Previously had lesion excised 4 years earlier now presents with recurring foot pain. On examination there was some limitation of movement of the 1st metatarsophalangeal joint and this caused pain on movement. On removal of lesion it had the characteristic 'candle drippings' appearance. Otherwise he is fit and well.
A 49 year old man presented with increasing pain in the right foot. He had no past history of trauma to the affected foot. Previously he had had a bony exostosis excised from the 1st and 2nd interray space four years earlier. On examination there was some limitation of movement of the 1st metatarsophalangeal joint and this caused pain on movement. Radiographs of the foot showed an irregular enlargement of the lateral cortex of the 1st metatarsal extending into the interray space. At operation the lesion was approached anteriorly through the forefoot. The tissues surrounding the lesion were completely separate and had been displaced laterally. The lesion was removed whole using a bone chisel. It had the characteristic 'candle drippings' appearance. Post operatively he was fully mobile and pain free at two weeks.

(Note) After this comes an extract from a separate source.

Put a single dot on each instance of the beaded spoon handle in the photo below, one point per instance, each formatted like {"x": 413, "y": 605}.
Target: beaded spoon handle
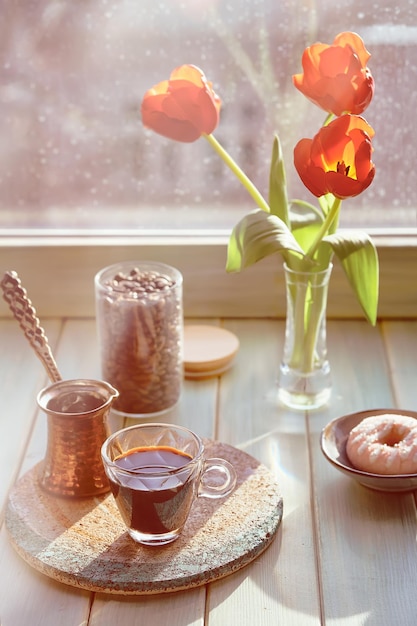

Melorheostosis comes from the Greek melos = limb and rheos = flow. It is a rare benign non-genetic developmental anomaly affecting bone, having first been described by Leri in 1922. It is distinguished from other ordinary 'marble bones' because of the changes being confined eccentrically to one limb, and the outline of the affected bone being often grossly distorted. Bone destruction is never seen. Pain and limitation of movement of the affected joints are however seen. Occasionally the lesion has been associated with deformity of the affected bone, usually the long bones of the lower limb. The working group on bone dysplasias groups it together with other bone dysplasias as a mixed sclerosing dysplasia. This is because its abnormal sclerosing is caused by a disturbance of both the endochondral and intramembraneous ossification. It has been seen in association with other sclerosing dysplasias such as osteopoikilosis and osteopathia striata as well as tumours or malformation of blood vessels or lymphatics (Greenspan & Azouz, 1999). The aetiology is unknown but it has been suggested that it is due to an overloading of the bone (Moore and DeLorimher, 1933), a local disorder of osteogenesis (Hall, 1943), or even fibrosis of the bone marrow (Fairbank, 1951). More recently it has been suggested that it is a postnatal peripheral neuropathy affecting segmental spinal sensory nerves in a fashion like herpes zoster because of its sclerotome distribution (Morris, 1963). Sclerotomes are zones of skeletal bone supplied by individual sensory nerves. Radiologically it can take several appearances osteoma like, classic candle wax appearance, myositis ossificans like, osteopathia striata like or a mixed pattern (Freyschmidt, 2001). Clinically deformity or swelling may be present and the patient often complains of rheumaticky type pain. It more commonly affects the lower limbs but can affect any bone. Occasionally chronic arthritis has been associated with the affected joint and movement may be limited. In some cases there was an indefinite complaint of progressive muscular weakness. Histology is often unhelpful, as microscopic and histological findings are non-specific. In adults the lesion progresses slowly however in children an accelerated progression is seen. There is no specific treatment for this condition and multiple excisions are often required. In extreme cases amputation of the affected limb was required.
Melorheostosis
Based on the provided foot X-ray images, focal sclerotic changes can be observed near the first metatarsophalangeal joint. The appearance resembles a “wax drip” or “candle wax” type of proliferative change. The cortical margins are thickened and denser, with no obvious signs of bone destruction or fracture. The articular surfaces remain clear, although the joint space in the affected area may be somewhat narrowed or mechanically impacted. No significant swelling is noted in the soft tissues, and the surrounding soft tissue boundaries are relatively clear.
Combining the patient’s age, symptoms, past surgical history (resection of a similar lesion four years ago), characteristic “candle wax” cortical thickening on imaging, and clinical presentation of restricted motion and chronic pain, the most likely diagnosis is:
Melorheostosis.
For further confirmation, MRI, CT reconstruction, or pathological examination (although histopathology is often nonspecific, it can help rule out other lesions) may be considered. If necessary, a vascular assessment is recommended to determine whether there are abnormalities in the surrounding blood vessels or lymphatic vessels.
Since no specific curative treatment exists for Melorheostosis, management primarily aims to alleviate symptoms and enhance functional capacity:
Sample Rehabilitation/Exercise Prescription (Based on FITT-VP Principle):
During training, be aware of biomechanical changes caused by abnormal bone morphology. Orthotic insoles or braces may reduce joint stress if necessary. In the event of pronounced pain or swelling, reduce activity or pause the regimen and seek medical attention promptly.
Disclaimer: This report is based solely on the provided information for analysis and discussion purposes and should not replace an in-person consultation or professional medical advice. If you have any concerns or experience worsening symptoms, please consult a specialist promptly.